Monday, November 20, 2006

Seeking happiness

This morning, Cynthia gave me a copy of an article called Mastering Your Own Mind by Katherine Ellison that's published by Psychology Today. It's about the benefits of meditation. Here's one observation that I've told you about before:
One recent study at Massachusetts General Hospital found that 40 minutes of daily meditation appears to thicken parts of the cerebral cortex involved in attention and sensory processing.
And here's an excerpt toward the end of the article:
Meditators find that when they stop taking their own emotional upheavals so seriously, the self drops away. They process the world more directly. Absorption, a state similar to what is known as "flow" increases. "People are hungry for this kind of authentic experience," observes [Jon] Kabat-Zinn.

Urging seekers of happiness to not only shake off egoism but to understand the amorphous nature of the ego itself remains an subversive idea in the West, even though some leading neuroscientists have come to the same conclusion.
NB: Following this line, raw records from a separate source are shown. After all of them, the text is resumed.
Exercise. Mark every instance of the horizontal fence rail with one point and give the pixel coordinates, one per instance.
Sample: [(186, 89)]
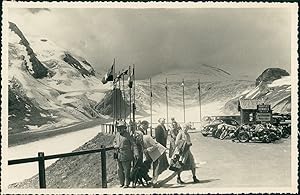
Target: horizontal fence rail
[(41, 158)]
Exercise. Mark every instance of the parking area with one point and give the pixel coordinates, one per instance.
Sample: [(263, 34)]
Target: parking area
[(223, 163)]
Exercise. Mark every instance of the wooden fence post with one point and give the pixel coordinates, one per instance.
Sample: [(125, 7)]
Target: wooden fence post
[(42, 175), (103, 167)]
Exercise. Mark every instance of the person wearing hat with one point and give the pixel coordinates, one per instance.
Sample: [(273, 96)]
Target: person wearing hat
[(161, 164), (189, 162), (143, 127), (174, 130), (126, 152)]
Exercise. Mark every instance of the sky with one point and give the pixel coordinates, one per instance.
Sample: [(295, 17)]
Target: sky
[(241, 41)]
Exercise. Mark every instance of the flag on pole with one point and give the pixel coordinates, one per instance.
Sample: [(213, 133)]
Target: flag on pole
[(109, 76), (166, 85), (130, 81)]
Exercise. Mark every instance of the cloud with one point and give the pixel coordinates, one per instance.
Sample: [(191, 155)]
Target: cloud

Wolf Singer, director of the Max Planck Institute in Frankfurt, Germany, for instance, describes the brain as lacking any decision-making "coherence center." It's like an orchestra without a conductor.

It's a tremendously hopeful possibility that brains can change for the better - specifically, become sharper, nicer, happier.
Remember, the universal motivation is the wish to be happy. It's what we all want. What Western researchers are now discovering is that we can, indeed, experience true happiness through meditative practice.